私と同様に行っていない人が多くなっての撤退や退店なのだろう。
原因は「飽和してもはや変わったものや便利なものが分からなくなった、いわゆる物があふれた社会になった」こと、「インターネットの発達によって通販が台頭し、実店舗で探して買うという行動が少なくなったこと」、それに伴って「実店舗でいつ売れるか分からない商品を置かず、浅く広い品ぞろえの店が増えた(乱暴な言い方すれば浅い品ぞろえの店しかなくなってしまった)」ことだろう。
また、個店を集めて1つの建物を商店街化した「ショッピングモール」の出現も大きかったのではないかと思う。
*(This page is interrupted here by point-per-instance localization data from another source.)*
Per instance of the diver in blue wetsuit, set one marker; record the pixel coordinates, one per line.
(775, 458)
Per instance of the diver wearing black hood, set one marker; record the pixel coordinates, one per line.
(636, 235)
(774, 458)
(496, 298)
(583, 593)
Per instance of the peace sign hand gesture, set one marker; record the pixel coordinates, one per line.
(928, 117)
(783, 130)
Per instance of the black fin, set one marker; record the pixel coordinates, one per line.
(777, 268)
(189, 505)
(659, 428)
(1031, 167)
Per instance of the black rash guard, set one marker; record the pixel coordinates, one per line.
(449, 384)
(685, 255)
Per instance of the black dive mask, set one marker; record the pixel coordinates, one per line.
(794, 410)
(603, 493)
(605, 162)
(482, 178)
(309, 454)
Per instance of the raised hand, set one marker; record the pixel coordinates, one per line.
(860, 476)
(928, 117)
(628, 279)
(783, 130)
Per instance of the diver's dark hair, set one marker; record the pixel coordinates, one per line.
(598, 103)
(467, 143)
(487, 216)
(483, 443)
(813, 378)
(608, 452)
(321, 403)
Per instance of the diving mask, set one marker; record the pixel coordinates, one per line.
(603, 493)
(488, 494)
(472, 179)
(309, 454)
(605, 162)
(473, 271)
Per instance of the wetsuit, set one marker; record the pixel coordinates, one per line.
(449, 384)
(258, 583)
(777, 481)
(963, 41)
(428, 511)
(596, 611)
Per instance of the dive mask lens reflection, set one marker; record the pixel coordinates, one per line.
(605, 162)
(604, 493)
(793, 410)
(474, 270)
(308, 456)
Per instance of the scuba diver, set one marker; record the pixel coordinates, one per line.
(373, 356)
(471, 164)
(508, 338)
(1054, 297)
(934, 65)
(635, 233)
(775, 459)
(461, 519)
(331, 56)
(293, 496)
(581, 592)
かくいう私も「ハンズ」や「ヴィレバン」、「Loft」などに行かなくなったのはショッピングモールの出現によっていろいろなジャンルの専門店へわざわざその店に行くためだけに移動する必要がなくなったことが大きいと思う。
これも時代の流れなのか..。
ただ、そうして客層を奪ったショッピングモールも、だんだんと「ここに行けばきっと求めているものがあるだろう」とか「ここに行けば新しい発見がある」という感じは薄れたように思う。むしろ「どうせ行っても目的のものはないだろうな」で行ってみたらやっぱりね..というケースの方が圧倒的に多いから、これからますます人々の足は遠のくだろうし、客足が遠のけばさらにリスクを回避した面白みのない店になるという負のスパイラルが止まらないだろう。
楽しみのない世の中になったもんだ。